There are three ways we can transfer learning from pretrained models:

  • Feature extraction: where the pretrained layer is used to extract only features like using BatchNormalization to convert the weights to a range between 0 and 1 with a mean of 0. In this method, the weights are not updated during backpropagation. This is what is marked as untrainable in the model summary.
  • Fine tuning(Fine Tuning): Something this article is about, where BERT is ideal for this task, because it is trained to answer questions. So we just have to adjust the model to suit our purpose. Technically Fine Tunning It is the process in which the parameters of a trained model must be adjusted very precisely while we try to validate that model taking into account a small data set that does not belong to the original set.
  • Extract layers- In this method, we extract only the layers needed for the task, for example, we might want to extract only the lower-level layers in BERT to perform tasks like POS, sentiment analysis, etc., where only level characteristics would be extracted word of mouth.

Apply transfer learning.

For transfer learning, we generally have two steps. Use data set X to previously train your model and then we will use that previously trained model to bring that knowledge to the resolution of data set B. In this case, BERT has been previously trained in BookCorpus and Wikipedia and will be the one we will use to our practice on a specific text, where we can ask you questions so that using natural language, you can answer them correctly.
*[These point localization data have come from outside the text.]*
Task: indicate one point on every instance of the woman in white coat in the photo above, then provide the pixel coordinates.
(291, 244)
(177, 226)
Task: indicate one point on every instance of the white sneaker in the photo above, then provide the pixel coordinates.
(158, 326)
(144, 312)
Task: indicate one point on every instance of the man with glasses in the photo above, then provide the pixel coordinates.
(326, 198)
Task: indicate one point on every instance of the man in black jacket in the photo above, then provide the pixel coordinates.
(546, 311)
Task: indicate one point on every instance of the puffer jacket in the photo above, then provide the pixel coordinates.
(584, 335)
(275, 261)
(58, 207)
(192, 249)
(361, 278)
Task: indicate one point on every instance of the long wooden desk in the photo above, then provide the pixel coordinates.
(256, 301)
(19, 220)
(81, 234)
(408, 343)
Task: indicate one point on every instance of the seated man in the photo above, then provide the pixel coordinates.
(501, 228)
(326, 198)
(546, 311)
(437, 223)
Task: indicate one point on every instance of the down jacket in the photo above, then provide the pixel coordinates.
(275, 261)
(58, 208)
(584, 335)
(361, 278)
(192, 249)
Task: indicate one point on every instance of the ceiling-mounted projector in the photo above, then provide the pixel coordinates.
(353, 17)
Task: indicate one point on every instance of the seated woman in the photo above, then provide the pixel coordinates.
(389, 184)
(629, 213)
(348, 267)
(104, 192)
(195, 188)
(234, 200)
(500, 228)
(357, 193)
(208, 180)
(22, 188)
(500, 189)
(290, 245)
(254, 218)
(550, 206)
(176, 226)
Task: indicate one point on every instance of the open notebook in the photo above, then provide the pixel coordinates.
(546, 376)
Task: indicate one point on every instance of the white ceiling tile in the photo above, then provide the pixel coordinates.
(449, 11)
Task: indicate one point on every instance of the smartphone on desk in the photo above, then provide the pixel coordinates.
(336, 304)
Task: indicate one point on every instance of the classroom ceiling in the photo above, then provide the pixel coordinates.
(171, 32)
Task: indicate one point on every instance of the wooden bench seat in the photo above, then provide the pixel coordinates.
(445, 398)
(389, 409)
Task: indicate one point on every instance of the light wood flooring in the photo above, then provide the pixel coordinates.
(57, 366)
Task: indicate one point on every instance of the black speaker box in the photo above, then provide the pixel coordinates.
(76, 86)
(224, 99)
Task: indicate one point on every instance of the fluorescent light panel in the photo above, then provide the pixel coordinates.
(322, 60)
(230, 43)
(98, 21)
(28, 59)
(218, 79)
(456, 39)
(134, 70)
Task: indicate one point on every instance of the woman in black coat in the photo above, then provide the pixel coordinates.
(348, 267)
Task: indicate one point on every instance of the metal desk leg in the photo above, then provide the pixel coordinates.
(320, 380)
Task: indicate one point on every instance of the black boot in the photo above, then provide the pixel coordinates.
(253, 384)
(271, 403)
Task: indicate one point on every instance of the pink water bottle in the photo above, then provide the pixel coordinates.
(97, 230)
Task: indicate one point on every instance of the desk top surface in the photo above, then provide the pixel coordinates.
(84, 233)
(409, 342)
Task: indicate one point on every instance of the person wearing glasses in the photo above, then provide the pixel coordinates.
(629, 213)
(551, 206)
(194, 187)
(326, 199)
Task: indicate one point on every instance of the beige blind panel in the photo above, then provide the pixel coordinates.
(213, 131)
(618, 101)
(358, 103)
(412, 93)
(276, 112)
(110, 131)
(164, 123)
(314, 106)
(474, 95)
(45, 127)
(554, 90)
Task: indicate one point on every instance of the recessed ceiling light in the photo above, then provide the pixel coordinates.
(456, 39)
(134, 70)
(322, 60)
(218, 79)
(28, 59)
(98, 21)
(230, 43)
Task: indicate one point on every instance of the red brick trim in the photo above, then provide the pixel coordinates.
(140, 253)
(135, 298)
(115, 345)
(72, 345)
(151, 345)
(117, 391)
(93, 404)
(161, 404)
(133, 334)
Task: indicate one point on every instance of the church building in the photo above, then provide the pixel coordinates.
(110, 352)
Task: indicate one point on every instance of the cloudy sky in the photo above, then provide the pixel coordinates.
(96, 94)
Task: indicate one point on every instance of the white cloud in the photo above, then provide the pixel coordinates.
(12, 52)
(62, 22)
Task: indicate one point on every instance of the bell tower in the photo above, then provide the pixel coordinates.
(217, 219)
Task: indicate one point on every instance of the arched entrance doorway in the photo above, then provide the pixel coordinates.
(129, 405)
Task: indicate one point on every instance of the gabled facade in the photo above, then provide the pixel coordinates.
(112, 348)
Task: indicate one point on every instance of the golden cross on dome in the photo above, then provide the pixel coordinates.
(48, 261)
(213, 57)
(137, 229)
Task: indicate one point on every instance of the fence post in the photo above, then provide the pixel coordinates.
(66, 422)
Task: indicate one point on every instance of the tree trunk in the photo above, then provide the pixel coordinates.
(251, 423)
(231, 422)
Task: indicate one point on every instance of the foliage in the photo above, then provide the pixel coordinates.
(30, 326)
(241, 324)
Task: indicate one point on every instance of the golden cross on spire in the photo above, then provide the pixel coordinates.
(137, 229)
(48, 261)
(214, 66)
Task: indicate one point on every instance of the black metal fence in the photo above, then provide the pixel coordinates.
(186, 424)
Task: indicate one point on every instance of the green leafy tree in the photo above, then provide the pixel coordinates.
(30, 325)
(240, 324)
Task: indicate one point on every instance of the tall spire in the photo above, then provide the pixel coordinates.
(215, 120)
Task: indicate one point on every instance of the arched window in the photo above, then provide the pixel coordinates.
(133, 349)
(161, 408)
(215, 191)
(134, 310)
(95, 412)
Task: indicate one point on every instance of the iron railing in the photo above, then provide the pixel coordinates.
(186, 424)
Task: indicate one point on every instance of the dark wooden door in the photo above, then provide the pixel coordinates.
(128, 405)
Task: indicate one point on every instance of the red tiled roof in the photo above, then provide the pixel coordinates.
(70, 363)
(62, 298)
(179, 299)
For this we will use the Python programming language and the Machine Learning library, Pytorch. We will load our pre-trained BERT model, which we can find at and we will pass you a text on a specific topic, for example the Biography of Miguel Cervantes, the first chapter of Moby Dick or any article that we can find on the Internet. Our model will use BERT to understand the context of the article that we have passed to it and in this way to be able to answer questions that we ask in relation to it.

For example, ask him where Cervantes was born or who his brothers were or where he enlisted when he was young. The idea is that questions can be asked with a natural language without having to specify in a concrete way or use the same words as the text learned by the AI.

Original video of the practice

Texts used for practice: Cervantes y Moby Dick


We are facing a new paradigm of the known Natural Language Processing (NLP)Recent advances in research have been dominated by the combination of transfer learning methods with language models Transformers on a large scale.

Building these general-purpose models is still a costly and time-consuming process that restricts the use of these methods to a small subset of the NLP community. With the Transformers, a paradigm shift occurred, with the new idea to train a model on a later task going from a blank specific model to a general-purpose pre-trained architecture.

As NLP becomes a key aspect of AI, the democratization of Transformers will open more doors for emerging researchers. The option that state-of-the-art pre-trained models like BERT can be accessed without having to build them from scratch will give professionals an edge so they can focus on their goal rather than reinventing big models.